Learning XS - Overloading
Over the past year, I’ve been self-studying XS and have now decided to share my learning journey through a series of blog posts. This fourth post introduces you to overloading operators in XS.
Firstly, what is an operator in Perl?
An operator in Perl is a special symbol or keyword that performs an action on one or more values, called operands. For example, '+' is an addition operator, and '*' is a multiplication operator. Operators allow you to perform calculations, comparisons, and other operations in your code.
So... overloading?
In Perl, you can overload operators for your own classes.
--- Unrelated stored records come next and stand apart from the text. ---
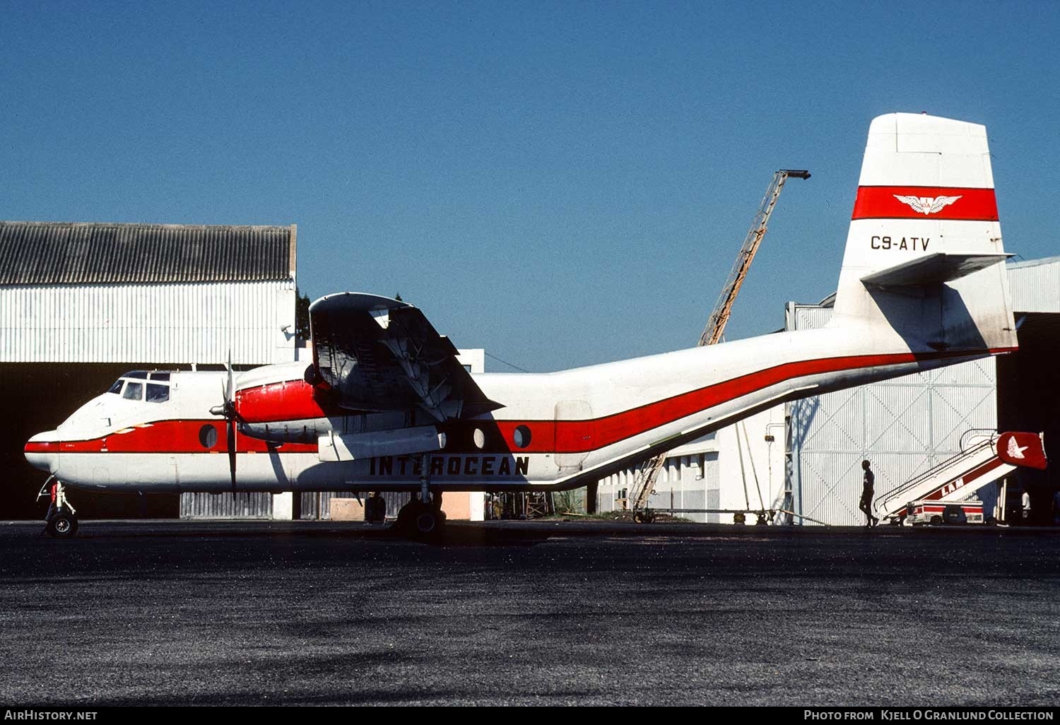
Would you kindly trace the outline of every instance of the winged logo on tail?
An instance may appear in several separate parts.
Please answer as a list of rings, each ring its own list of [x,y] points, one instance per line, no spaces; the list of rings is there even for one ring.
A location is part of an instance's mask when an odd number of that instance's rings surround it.
[[[891,196],[908,205],[913,211],[923,212],[924,216],[935,214],[960,198],[960,196],[902,196],[901,194]]]

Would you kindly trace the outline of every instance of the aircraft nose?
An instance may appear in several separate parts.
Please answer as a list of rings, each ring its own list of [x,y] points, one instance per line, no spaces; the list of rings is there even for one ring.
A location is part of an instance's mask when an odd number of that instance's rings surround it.
[[[59,436],[57,430],[37,434],[25,443],[25,460],[30,465],[48,473],[59,467]]]

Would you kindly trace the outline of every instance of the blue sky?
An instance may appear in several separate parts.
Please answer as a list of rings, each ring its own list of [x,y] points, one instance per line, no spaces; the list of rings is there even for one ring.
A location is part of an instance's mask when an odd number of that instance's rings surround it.
[[[0,218],[298,225],[299,286],[401,293],[532,371],[834,289],[869,121],[986,124],[1006,248],[1060,254],[1056,2],[0,0]],[[508,370],[490,360],[488,369]]]

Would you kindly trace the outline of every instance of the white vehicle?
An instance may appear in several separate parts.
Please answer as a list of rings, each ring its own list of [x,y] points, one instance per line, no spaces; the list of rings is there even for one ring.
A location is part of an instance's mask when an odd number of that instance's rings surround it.
[[[984,126],[872,121],[827,328],[547,374],[478,374],[416,307],[311,306],[313,362],[145,372],[25,445],[73,488],[565,490],[783,401],[1017,348]]]

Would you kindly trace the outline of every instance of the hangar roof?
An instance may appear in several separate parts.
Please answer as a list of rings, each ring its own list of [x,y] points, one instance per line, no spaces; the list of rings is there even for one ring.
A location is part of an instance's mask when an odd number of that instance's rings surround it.
[[[295,277],[295,225],[0,222],[0,285]]]

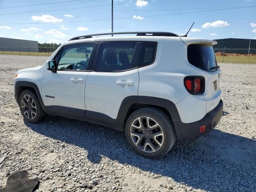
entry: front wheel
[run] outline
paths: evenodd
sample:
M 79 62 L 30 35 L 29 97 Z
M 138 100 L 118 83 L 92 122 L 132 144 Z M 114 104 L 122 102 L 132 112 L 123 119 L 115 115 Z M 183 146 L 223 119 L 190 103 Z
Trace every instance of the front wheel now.
M 30 90 L 25 90 L 20 94 L 19 106 L 23 117 L 28 122 L 37 123 L 45 116 L 45 113 L 37 97 Z
M 176 136 L 170 118 L 155 108 L 139 109 L 129 117 L 125 133 L 128 143 L 138 154 L 158 158 L 172 148 Z

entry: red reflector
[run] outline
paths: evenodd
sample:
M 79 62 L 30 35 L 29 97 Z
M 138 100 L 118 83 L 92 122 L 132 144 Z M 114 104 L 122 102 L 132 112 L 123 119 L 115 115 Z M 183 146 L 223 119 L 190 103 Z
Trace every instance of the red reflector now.
M 199 129 L 199 132 L 200 133 L 202 133 L 205 131 L 205 125 L 202 125 L 200 127 L 200 129 Z
M 191 80 L 186 80 L 186 86 L 188 90 L 191 90 L 192 89 L 192 82 Z
M 196 93 L 200 91 L 201 89 L 201 86 L 200 84 L 200 79 L 195 79 L 195 86 L 194 88 L 194 90 L 195 92 Z

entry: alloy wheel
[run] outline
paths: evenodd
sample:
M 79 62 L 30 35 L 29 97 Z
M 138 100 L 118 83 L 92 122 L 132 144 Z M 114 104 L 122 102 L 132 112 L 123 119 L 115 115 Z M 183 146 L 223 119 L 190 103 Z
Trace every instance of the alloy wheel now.
M 33 98 L 29 95 L 25 95 L 21 100 L 21 108 L 25 116 L 29 119 L 33 119 L 36 115 L 36 106 Z
M 164 143 L 161 126 L 149 117 L 142 116 L 135 119 L 131 126 L 130 134 L 135 145 L 144 152 L 155 152 Z

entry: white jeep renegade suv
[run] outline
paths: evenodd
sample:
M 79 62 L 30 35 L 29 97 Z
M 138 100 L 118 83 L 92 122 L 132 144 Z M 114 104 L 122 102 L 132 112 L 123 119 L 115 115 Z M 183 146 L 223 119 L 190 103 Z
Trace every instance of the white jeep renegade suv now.
M 127 34 L 136 35 L 97 36 Z M 124 130 L 136 152 L 160 157 L 220 119 L 216 43 L 163 32 L 75 37 L 17 72 L 15 98 L 29 122 L 47 114 L 110 126 Z

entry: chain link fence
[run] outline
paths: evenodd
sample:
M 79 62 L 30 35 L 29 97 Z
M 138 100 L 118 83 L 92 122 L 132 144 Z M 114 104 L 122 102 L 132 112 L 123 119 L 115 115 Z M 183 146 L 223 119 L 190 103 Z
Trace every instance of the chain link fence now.
M 256 64 L 256 49 L 214 49 L 218 62 Z
M 0 47 L 0 54 L 50 56 L 58 47 Z M 256 49 L 214 49 L 218 62 L 256 64 Z
M 58 47 L 0 47 L 0 54 L 50 56 Z

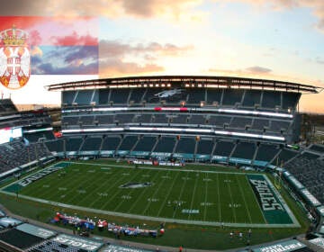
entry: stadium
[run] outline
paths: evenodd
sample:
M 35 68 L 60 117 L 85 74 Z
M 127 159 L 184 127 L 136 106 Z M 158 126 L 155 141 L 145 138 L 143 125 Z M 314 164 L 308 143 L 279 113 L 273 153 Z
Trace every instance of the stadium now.
M 1 100 L 1 251 L 324 248 L 324 146 L 301 144 L 299 112 L 321 88 L 200 76 L 47 88 L 60 109 Z

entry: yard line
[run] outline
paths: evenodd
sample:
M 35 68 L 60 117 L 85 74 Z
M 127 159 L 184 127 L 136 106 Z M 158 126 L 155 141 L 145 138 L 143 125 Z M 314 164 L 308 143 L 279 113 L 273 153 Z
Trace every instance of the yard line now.
M 87 169 L 87 171 L 89 171 L 89 169 Z M 81 187 L 81 190 L 86 190 L 86 188 L 88 188 L 88 187 L 90 187 L 90 186 L 93 186 L 93 184 L 94 184 L 94 183 L 96 183 L 97 181 L 100 181 L 100 180 L 102 179 L 102 176 L 100 176 L 100 177 L 95 178 L 95 180 L 93 181 L 92 183 L 88 183 L 89 178 L 88 178 L 87 176 L 86 176 L 85 175 L 86 175 L 86 173 L 83 173 L 83 176 L 79 176 L 79 179 L 76 180 L 76 182 L 79 183 L 80 181 L 83 181 L 83 180 L 85 180 L 85 178 L 86 178 L 86 181 L 87 183 L 86 183 L 86 184 L 87 184 L 87 186 L 86 186 L 86 187 Z M 94 175 L 92 175 L 92 176 L 94 176 Z M 76 183 L 76 186 L 73 186 L 70 190 L 68 190 L 69 192 L 68 192 L 68 194 L 66 194 L 66 198 L 65 198 L 65 199 L 68 199 L 68 195 L 69 195 L 69 194 L 73 194 L 73 195 L 74 195 L 73 198 L 76 198 L 76 197 L 80 196 L 79 194 L 77 194 L 77 191 L 78 191 L 78 188 L 80 188 L 79 185 L 80 185 L 81 183 L 78 184 L 77 184 L 77 183 Z M 76 184 L 76 183 L 74 183 L 73 184 Z M 88 194 L 88 193 L 85 194 L 85 196 L 86 196 L 86 194 Z M 70 203 L 73 202 L 72 199 L 69 200 L 68 202 L 70 202 Z
M 53 173 L 53 175 L 55 175 L 55 173 Z M 58 185 L 58 187 L 60 187 L 59 185 L 61 185 L 61 184 L 63 184 L 62 185 L 64 185 L 64 187 L 70 187 L 71 189 L 67 190 L 67 195 L 68 195 L 68 194 L 69 194 L 74 190 L 75 184 L 76 184 L 77 183 L 79 183 L 80 181 L 82 181 L 82 179 L 83 179 L 83 176 L 79 176 L 78 179 L 76 179 L 76 175 L 73 174 L 73 176 L 68 178 L 68 181 L 73 181 L 73 183 L 70 183 L 68 185 L 67 185 L 65 179 L 62 179 L 58 184 L 57 184 L 56 186 Z M 57 188 L 58 188 L 58 187 L 57 187 Z M 50 196 L 54 196 L 54 195 L 57 194 L 53 194 L 53 191 L 50 190 L 50 192 L 46 192 L 45 194 L 40 194 L 40 195 L 39 195 L 39 197 L 40 197 L 40 198 L 43 198 L 43 197 L 45 197 L 45 195 L 46 195 L 46 197 L 49 198 L 48 194 L 49 194 Z
M 51 173 L 51 174 L 40 178 L 40 180 L 38 180 L 38 182 L 40 183 L 40 185 L 44 184 L 45 183 L 43 181 L 44 180 L 47 181 L 49 176 L 55 176 L 58 172 L 61 172 L 61 171 L 62 171 L 62 169 L 58 170 L 58 171 L 56 171 L 54 173 Z M 52 182 L 52 181 L 50 181 L 50 182 Z M 65 183 L 64 180 L 58 180 L 58 182 L 56 184 L 56 187 L 58 187 L 58 184 L 64 184 L 64 183 Z M 40 191 L 42 191 L 42 192 L 40 194 L 39 194 L 38 192 L 40 192 Z M 34 194 L 34 193 L 36 193 L 36 194 Z M 33 190 L 33 192 L 32 194 L 29 194 L 28 191 L 27 191 L 27 194 L 30 194 L 32 196 L 35 194 L 35 195 L 37 195 L 38 198 L 43 198 L 43 199 L 46 199 L 48 194 L 52 195 L 52 194 L 53 194 L 52 190 L 44 190 L 44 188 L 42 188 L 42 187 L 40 187 L 38 190 Z
M 155 172 L 152 172 L 155 173 Z M 155 181 L 156 177 L 158 176 L 158 174 L 160 173 L 160 171 L 158 171 L 155 173 L 152 181 Z M 137 197 L 135 202 L 132 203 L 132 205 L 130 207 L 129 211 L 127 212 L 130 212 L 132 211 L 132 209 L 137 205 L 138 202 L 141 199 L 142 195 L 148 191 L 148 190 L 151 190 L 152 188 L 150 188 L 149 186 L 145 187 L 142 192 L 140 193 L 140 194 Z
M 82 188 L 82 190 L 85 190 L 86 191 L 88 188 L 91 189 L 92 186 L 94 186 L 94 184 L 97 184 L 98 182 L 100 182 L 101 180 L 103 179 L 103 176 L 99 176 L 97 177 L 94 181 L 92 181 L 91 183 L 88 184 L 87 186 Z M 74 191 L 76 190 L 74 189 Z M 69 202 L 73 203 L 74 202 L 74 200 L 80 197 L 80 194 L 77 194 L 77 190 L 76 190 L 76 193 L 75 194 L 75 196 L 72 197 L 71 199 L 69 199 Z M 77 205 L 82 205 L 81 204 L 81 202 L 84 202 L 86 198 L 87 198 L 89 195 L 91 195 L 91 193 L 94 193 L 94 192 L 87 192 L 85 194 L 85 197 L 82 199 L 82 201 L 78 201 L 77 202 Z
M 197 173 L 199 175 L 199 173 Z M 193 209 L 193 206 L 194 206 L 194 194 L 195 194 L 195 191 L 196 191 L 196 188 L 197 188 L 197 181 L 198 181 L 198 178 L 199 178 L 199 176 L 196 176 L 196 179 L 194 181 L 194 193 L 193 193 L 193 196 L 192 196 L 192 202 L 190 203 L 190 209 Z M 191 217 L 191 212 L 189 212 L 189 215 L 188 215 L 188 219 L 187 220 L 190 220 L 190 217 Z
M 107 181 L 111 181 L 112 179 L 114 179 L 114 177 L 117 176 L 118 175 L 119 175 L 118 172 L 114 172 L 114 174 L 113 174 L 112 176 L 111 176 L 108 179 L 105 178 L 104 176 L 101 176 L 101 177 L 104 177 L 104 179 L 107 179 Z M 107 182 L 107 181 L 106 181 L 106 182 Z M 89 184 L 90 184 L 89 186 L 91 186 L 91 185 L 94 184 L 94 183 L 89 183 Z M 103 184 L 102 184 L 100 187 L 95 188 L 95 192 L 94 192 L 94 193 L 98 192 L 98 190 L 99 190 L 99 189 L 102 189 L 104 186 L 107 186 L 106 183 L 103 183 Z M 104 191 L 105 191 L 105 190 L 104 190 Z M 81 202 L 85 202 L 89 196 L 91 196 L 91 194 L 87 194 L 86 196 L 84 197 L 84 198 L 79 202 L 79 204 L 81 204 Z M 109 195 L 108 195 L 108 196 L 109 196 Z M 98 198 L 94 199 L 94 202 L 97 202 L 99 199 L 101 199 L 101 198 L 98 197 Z
M 155 175 L 155 176 L 158 176 L 158 173 L 159 173 L 159 171 Z M 140 173 L 140 174 L 142 175 L 142 173 Z M 145 188 L 145 189 L 148 189 L 148 187 Z M 133 193 L 133 192 L 134 192 L 134 190 L 129 190 L 129 193 L 127 194 L 127 196 L 130 196 L 130 195 L 131 194 L 131 193 Z M 138 198 L 139 198 L 139 197 L 138 197 Z M 113 211 L 116 212 L 116 211 L 118 210 L 118 208 L 124 202 L 125 200 L 127 200 L 126 197 L 123 198 L 123 199 L 115 206 L 115 208 L 113 209 Z
M 116 171 L 115 174 L 120 176 L 120 175 L 121 175 L 121 172 L 122 172 L 122 171 Z M 122 181 L 122 179 L 123 179 L 123 176 L 120 176 L 120 178 L 119 178 L 119 179 L 116 179 L 116 181 L 115 181 L 114 183 L 111 184 L 111 185 L 108 187 L 108 189 L 106 189 L 106 192 L 110 192 L 110 190 L 111 190 L 112 188 L 115 187 L 116 184 L 118 184 L 119 183 L 121 183 L 121 181 Z M 109 193 L 108 193 L 108 194 L 109 194 Z M 110 195 L 108 195 L 108 198 L 110 198 Z M 110 198 L 110 199 L 111 199 L 111 198 Z M 94 205 L 99 200 L 101 200 L 101 198 L 98 198 L 98 199 L 96 199 L 95 201 L 94 201 L 94 202 L 89 205 L 89 207 Z M 108 200 L 108 199 L 107 199 L 107 200 Z M 108 200 L 108 201 L 109 201 L 109 200 Z M 106 203 L 104 204 L 104 207 L 105 205 L 106 205 Z
M 207 194 L 208 194 L 208 174 L 205 174 L 205 200 L 204 200 L 204 209 L 203 209 L 203 220 L 206 220 L 207 214 Z
M 220 221 L 221 221 L 221 203 L 220 203 L 220 175 L 217 174 L 217 195 L 218 195 L 218 206 L 219 206 L 219 213 L 220 213 Z
M 167 171 L 166 176 L 168 176 L 169 173 L 170 173 L 170 171 Z M 165 181 L 165 180 L 166 180 L 166 177 L 163 179 L 163 181 Z M 158 192 L 159 189 L 161 188 L 162 184 L 163 184 L 163 182 L 160 182 L 159 184 L 158 184 L 158 189 L 154 192 L 154 194 L 153 194 L 153 195 L 151 196 L 151 198 L 154 198 L 154 197 L 155 197 L 155 195 L 158 194 Z M 144 209 L 142 214 L 144 214 L 144 213 L 148 211 L 148 209 L 149 208 L 151 202 L 148 202 L 148 203 L 147 204 L 146 208 Z
M 230 181 L 228 175 L 226 175 L 226 179 L 227 179 L 228 181 Z M 235 212 L 235 208 L 234 208 L 233 196 L 232 196 L 232 194 L 231 194 L 231 189 L 230 189 L 230 183 L 228 182 L 227 184 L 228 184 L 228 185 L 229 185 L 228 187 L 229 187 L 230 201 L 231 201 L 231 202 L 232 202 L 231 209 L 232 209 L 233 215 L 234 215 L 234 222 L 236 222 L 236 212 Z
M 184 185 L 185 185 L 185 184 L 186 184 L 186 182 L 187 182 L 187 180 L 188 180 L 188 175 L 189 175 L 189 172 L 186 173 L 186 176 L 185 176 L 184 182 L 184 184 L 183 184 L 183 185 L 182 185 L 182 187 L 181 187 L 181 191 L 180 191 L 180 194 L 179 194 L 179 197 L 178 197 L 178 201 L 180 201 L 181 196 L 182 196 L 182 194 L 184 194 Z M 177 208 L 178 208 L 178 204 L 176 204 L 176 211 L 174 211 L 174 214 L 172 215 L 172 218 L 173 218 L 173 219 L 175 219 L 175 216 L 176 216 L 176 212 Z
M 241 193 L 241 194 L 242 194 L 242 198 L 243 198 L 243 201 L 244 201 L 244 204 L 245 204 L 245 207 L 246 207 L 247 212 L 248 212 L 248 219 L 249 219 L 249 220 L 250 220 L 250 223 L 252 223 L 251 213 L 250 213 L 250 212 L 249 212 L 249 210 L 248 210 L 248 203 L 247 203 L 247 201 L 246 201 L 246 198 L 245 198 L 245 194 L 244 194 L 244 192 L 243 192 L 243 190 L 242 190 L 241 184 L 240 184 L 240 182 L 239 182 L 239 179 L 238 179 L 238 177 L 237 177 L 236 176 L 235 176 L 235 178 L 236 178 L 236 180 L 238 181 L 238 188 L 239 188 L 239 191 L 240 191 L 240 193 Z
M 164 205 L 166 204 L 166 199 L 170 196 L 171 192 L 172 192 L 172 189 L 173 189 L 173 187 L 174 187 L 174 185 L 175 185 L 175 184 L 176 184 L 176 178 L 178 177 L 179 175 L 180 175 L 180 173 L 176 173 L 176 176 L 175 176 L 175 179 L 174 179 L 174 181 L 172 182 L 172 185 L 170 186 L 170 189 L 168 190 L 167 194 L 166 194 L 166 196 L 163 203 L 161 204 L 160 209 L 158 210 L 158 215 L 157 215 L 158 217 L 160 215 L 161 211 L 162 211 Z
M 134 179 L 137 176 L 139 176 L 139 175 L 140 175 L 140 173 L 134 172 L 134 176 L 131 176 L 131 178 L 130 178 L 130 180 L 128 180 L 128 183 L 132 182 L 133 179 Z M 121 179 L 122 179 L 122 178 L 123 178 L 123 176 L 121 176 Z M 119 181 L 119 180 L 118 180 L 118 181 Z M 117 184 L 117 183 L 114 183 L 113 184 Z M 110 199 L 108 199 L 108 200 L 106 201 L 106 202 L 103 205 L 103 207 L 102 207 L 101 209 L 104 209 L 104 207 L 105 207 L 107 204 L 109 204 L 109 203 L 111 202 L 111 201 L 117 196 L 117 194 L 118 194 L 119 193 L 120 193 L 120 191 L 119 191 L 119 190 L 116 190 L 116 193 L 115 193 Z

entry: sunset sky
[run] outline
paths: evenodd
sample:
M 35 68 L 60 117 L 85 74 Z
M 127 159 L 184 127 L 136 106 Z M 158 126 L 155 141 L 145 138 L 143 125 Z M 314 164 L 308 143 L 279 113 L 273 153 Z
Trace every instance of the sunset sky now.
M 324 87 L 323 0 L 11 0 L 0 31 L 30 34 L 15 104 L 59 104 L 44 86 L 143 75 L 235 76 Z M 324 92 L 323 92 L 324 93 Z M 302 111 L 324 112 L 324 94 Z

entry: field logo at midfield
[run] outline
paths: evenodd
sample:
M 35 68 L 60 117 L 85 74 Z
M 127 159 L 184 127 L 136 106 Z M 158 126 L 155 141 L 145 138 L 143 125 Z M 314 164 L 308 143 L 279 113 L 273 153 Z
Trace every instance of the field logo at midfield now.
M 143 188 L 143 187 L 151 186 L 152 184 L 153 184 L 150 182 L 130 182 L 130 183 L 122 184 L 120 186 L 120 188 L 135 189 L 135 188 Z
M 28 33 L 13 26 L 0 32 L 0 82 L 9 89 L 26 85 L 31 76 Z
M 49 174 L 51 174 L 53 172 L 56 172 L 57 170 L 59 170 L 61 169 L 62 167 L 60 166 L 51 166 L 51 167 L 49 167 L 45 170 L 42 170 L 40 172 L 38 172 L 32 176 L 30 176 L 24 179 L 22 179 L 22 181 L 20 181 L 18 183 L 19 185 L 22 185 L 22 186 L 27 186 L 28 184 L 30 184 L 31 183 L 36 181 L 36 180 L 39 180 L 40 178 L 42 178 L 44 177 L 45 176 L 48 176 Z

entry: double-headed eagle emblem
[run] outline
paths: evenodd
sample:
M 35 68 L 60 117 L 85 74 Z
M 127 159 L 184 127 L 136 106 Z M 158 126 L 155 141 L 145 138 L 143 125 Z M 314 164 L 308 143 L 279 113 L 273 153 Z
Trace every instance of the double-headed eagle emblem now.
M 16 29 L 0 32 L 0 82 L 10 89 L 22 87 L 31 76 L 28 34 Z

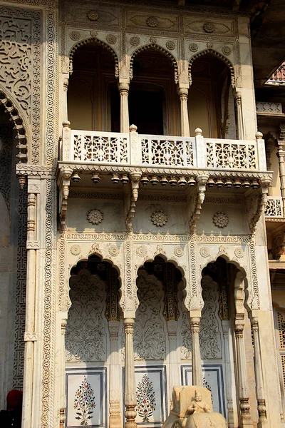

This means that when you use an operator like '+', '-', or '*' with objects of your class, you can define how those operators behave by extending or rewriting their functionality.
Perl allows you to overload many operators, some of which include:
Operator Symbol | Description |
---|---|
'+' | Addition |
'-' | Subtraction |
'*' | Multiplication |
'/' | Division |
'%' | Modulus |
'**' | Exponentiation |
'<<' | Left bitshift |
'>>' | Right bitshift |
'x' | String/array repetition |
'.' | String concatenation |
'<' | Numeric less than |
'<=' | Numeric less or equal |
'>' | Numeric greater than |
'>=' | Numeric greater or equal |
'==' | Numeric equality |
'!=' | Numeric inequality |
'<=>' | Numeric comparison |
'lt' | String less than |
'le' | String less or equal |
'gt' | String greater than |
'ge' | String greater or equal |
'eq' | String equality |
'ne' | String inequality |
'cmp' | String comparison |
'bool' | Boolean context |
'""' | String context |
'0+' | Numeric context |
'++' | Increment |
'--' | Decrement |
'abs' | Absolute value |
'neg' | Negation |
'not' | Logical not |
'~' | Bitwise not |
'atan2' | Arctangent |
'cos' | Cosine |
'sin' | Sine |
'exp' | Exponential |
'log' | Logarithm |
'sqrt' | Square root |
'${}' | Dereference as scalar |
'@{}' | Dereference as array |
'%{}' | Dereference as hash |
'&{}' | Dereference as code |
'*{}' | Dereference as glob |
'fallback' | Fallback for unknown ops |
Now, XS also supports overloading of operators, allowing you to implement custom behaviour for Perl operators at the C level. This enables you to write high-performance classes in XS that behave just like native Perl objects when used with operators.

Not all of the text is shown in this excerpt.